Speaking of truncated, many folks have speculated that if Logan's Run was restored of the various cuts that occurred before release, it might be better regarded (and certainly it would have the appeal of more skin!) The trouble is, all of the missing footage is believed to be destroyed. MGM, under the rein of Canadian investor (and, to me, royal ass wipe) Kirk Kerkorian, auctioned off or otherwise sold everything of value during the 1970s and anything that couldn't ensure further monetary gain was merely tossed into the garbage! Thus, it is unlikely that there will ever be a deleted scenes option on a DVD release of the movie. The trailer does include a couple of brief snippets of things that were later removed.

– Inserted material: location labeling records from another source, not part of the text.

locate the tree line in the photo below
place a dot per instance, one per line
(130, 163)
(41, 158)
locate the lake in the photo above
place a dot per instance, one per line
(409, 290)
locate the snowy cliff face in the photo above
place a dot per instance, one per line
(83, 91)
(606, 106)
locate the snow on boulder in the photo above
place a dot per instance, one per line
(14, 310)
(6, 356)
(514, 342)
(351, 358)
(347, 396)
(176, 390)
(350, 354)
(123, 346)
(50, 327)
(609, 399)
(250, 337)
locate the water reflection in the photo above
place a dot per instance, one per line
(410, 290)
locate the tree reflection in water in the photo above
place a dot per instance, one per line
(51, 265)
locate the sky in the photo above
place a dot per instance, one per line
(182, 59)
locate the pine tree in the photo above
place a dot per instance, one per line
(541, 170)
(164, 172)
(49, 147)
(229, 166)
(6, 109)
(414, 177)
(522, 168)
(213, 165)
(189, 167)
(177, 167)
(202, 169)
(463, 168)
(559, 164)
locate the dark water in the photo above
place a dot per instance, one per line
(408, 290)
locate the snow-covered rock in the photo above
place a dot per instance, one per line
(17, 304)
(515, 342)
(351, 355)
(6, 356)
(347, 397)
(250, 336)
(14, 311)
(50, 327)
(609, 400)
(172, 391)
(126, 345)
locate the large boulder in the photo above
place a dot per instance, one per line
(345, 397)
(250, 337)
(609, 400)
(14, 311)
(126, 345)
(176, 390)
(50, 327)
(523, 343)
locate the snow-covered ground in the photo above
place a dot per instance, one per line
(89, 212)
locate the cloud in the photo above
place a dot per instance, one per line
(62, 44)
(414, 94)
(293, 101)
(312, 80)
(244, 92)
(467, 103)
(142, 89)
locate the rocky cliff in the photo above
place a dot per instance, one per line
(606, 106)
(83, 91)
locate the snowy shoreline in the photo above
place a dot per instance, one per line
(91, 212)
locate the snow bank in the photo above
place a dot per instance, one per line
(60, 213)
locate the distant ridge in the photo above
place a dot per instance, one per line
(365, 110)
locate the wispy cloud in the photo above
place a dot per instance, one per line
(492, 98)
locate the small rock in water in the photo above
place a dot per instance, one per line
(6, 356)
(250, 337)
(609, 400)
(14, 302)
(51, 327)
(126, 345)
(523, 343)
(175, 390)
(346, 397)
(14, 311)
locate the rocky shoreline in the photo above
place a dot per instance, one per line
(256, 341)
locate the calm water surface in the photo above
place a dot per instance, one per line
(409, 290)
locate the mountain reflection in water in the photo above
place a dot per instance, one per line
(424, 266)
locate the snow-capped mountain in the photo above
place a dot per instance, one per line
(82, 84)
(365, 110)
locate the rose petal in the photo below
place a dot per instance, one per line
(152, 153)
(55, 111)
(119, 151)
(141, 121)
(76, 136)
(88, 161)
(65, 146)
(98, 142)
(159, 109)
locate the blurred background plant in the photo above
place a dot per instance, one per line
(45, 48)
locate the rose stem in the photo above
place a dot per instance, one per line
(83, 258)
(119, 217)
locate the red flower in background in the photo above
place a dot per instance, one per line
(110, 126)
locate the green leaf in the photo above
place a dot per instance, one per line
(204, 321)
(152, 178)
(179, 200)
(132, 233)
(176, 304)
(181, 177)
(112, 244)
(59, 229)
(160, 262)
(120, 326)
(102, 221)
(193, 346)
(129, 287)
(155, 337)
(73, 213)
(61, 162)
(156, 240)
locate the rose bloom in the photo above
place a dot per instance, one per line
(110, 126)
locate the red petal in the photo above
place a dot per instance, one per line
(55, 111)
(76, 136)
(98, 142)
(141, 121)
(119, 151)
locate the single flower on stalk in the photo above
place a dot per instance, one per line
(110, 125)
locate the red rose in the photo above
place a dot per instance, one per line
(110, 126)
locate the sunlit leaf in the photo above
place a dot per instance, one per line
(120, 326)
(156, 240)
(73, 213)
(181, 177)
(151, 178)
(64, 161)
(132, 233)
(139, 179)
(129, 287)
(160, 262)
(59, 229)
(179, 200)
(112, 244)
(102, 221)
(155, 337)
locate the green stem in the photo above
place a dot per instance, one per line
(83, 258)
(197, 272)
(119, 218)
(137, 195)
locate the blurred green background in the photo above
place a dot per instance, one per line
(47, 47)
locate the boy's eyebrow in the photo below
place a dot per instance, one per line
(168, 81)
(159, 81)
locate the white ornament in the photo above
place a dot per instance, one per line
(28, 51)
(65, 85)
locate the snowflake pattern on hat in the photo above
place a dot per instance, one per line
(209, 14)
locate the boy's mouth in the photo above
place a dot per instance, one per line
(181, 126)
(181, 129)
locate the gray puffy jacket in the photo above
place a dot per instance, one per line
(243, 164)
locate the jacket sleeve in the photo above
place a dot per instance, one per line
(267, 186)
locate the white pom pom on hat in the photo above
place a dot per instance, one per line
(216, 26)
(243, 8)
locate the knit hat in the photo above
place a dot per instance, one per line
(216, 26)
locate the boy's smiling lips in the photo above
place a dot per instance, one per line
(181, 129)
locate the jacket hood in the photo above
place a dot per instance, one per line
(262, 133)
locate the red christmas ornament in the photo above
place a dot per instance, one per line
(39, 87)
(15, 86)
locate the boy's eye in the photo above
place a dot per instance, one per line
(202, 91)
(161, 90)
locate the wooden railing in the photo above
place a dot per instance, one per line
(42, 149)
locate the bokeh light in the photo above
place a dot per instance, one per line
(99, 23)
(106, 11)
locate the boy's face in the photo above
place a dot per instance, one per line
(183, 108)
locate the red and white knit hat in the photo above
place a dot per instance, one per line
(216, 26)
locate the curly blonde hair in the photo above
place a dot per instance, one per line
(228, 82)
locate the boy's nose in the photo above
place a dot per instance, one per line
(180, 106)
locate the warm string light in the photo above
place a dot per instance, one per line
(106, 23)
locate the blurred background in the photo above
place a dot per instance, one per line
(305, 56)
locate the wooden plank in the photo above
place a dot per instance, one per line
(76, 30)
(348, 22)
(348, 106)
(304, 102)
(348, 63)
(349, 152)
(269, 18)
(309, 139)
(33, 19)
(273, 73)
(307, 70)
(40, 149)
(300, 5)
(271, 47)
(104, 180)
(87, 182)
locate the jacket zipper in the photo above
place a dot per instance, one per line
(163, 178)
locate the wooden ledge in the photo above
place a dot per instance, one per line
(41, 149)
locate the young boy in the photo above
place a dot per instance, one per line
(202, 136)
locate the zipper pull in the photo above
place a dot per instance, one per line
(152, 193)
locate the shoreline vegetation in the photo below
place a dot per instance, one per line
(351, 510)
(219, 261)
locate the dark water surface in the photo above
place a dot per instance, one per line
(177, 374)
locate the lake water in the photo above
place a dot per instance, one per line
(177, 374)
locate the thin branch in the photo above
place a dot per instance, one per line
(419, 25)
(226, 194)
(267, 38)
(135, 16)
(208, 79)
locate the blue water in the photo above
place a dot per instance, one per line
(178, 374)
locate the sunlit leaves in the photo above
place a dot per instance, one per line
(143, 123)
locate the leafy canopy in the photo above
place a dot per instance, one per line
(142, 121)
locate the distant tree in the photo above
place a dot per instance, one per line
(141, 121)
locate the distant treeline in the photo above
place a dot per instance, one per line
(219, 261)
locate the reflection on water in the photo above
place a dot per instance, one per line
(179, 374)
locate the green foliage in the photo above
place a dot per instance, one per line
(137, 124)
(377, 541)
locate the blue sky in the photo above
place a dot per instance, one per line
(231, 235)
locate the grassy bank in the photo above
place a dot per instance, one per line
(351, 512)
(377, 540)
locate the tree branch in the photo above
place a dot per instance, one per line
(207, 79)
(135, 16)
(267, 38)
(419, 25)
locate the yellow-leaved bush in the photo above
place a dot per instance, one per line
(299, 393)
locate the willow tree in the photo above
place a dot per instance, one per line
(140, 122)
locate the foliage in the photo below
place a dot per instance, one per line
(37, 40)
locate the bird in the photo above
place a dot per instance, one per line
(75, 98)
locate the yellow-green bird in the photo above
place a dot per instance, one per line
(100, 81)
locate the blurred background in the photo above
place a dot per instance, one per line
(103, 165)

York remarked in a DVD commentary that he had forgotten how much of Logan's Run involves water. Maybe that's another reason I like it. I have always had a thing for rushing water, swimming, waterfalls and so on (obviously!) Considering the free-living nature of the future depicted in the movie and the fact that the Sandmen are all just that, men, one might expect there to be no swimsuits in this pool/jacuzzi scene, but once again the restraints of a PG rating made suits mandatory. At least they are skimpy! The movie also appeals to my love of costumes undergoing distress (another aspect found in '70s disaster movies.) By the end of the movie, York and Agutter's clothes are practically shredded. Oh, and let's not forget the extra (obviously a Trekkie before they rebuffed that name and became Trekkers) who holds up the Vulcan hand sign for "Live long and prosper" at the finale!
There has been talk of a remake for years, though something always seems to stymie it. Since I am not in any way a fan of CGI, I doubt that I will be seeing it unless it looks positively irresistible (and that's if it even sees the light of day.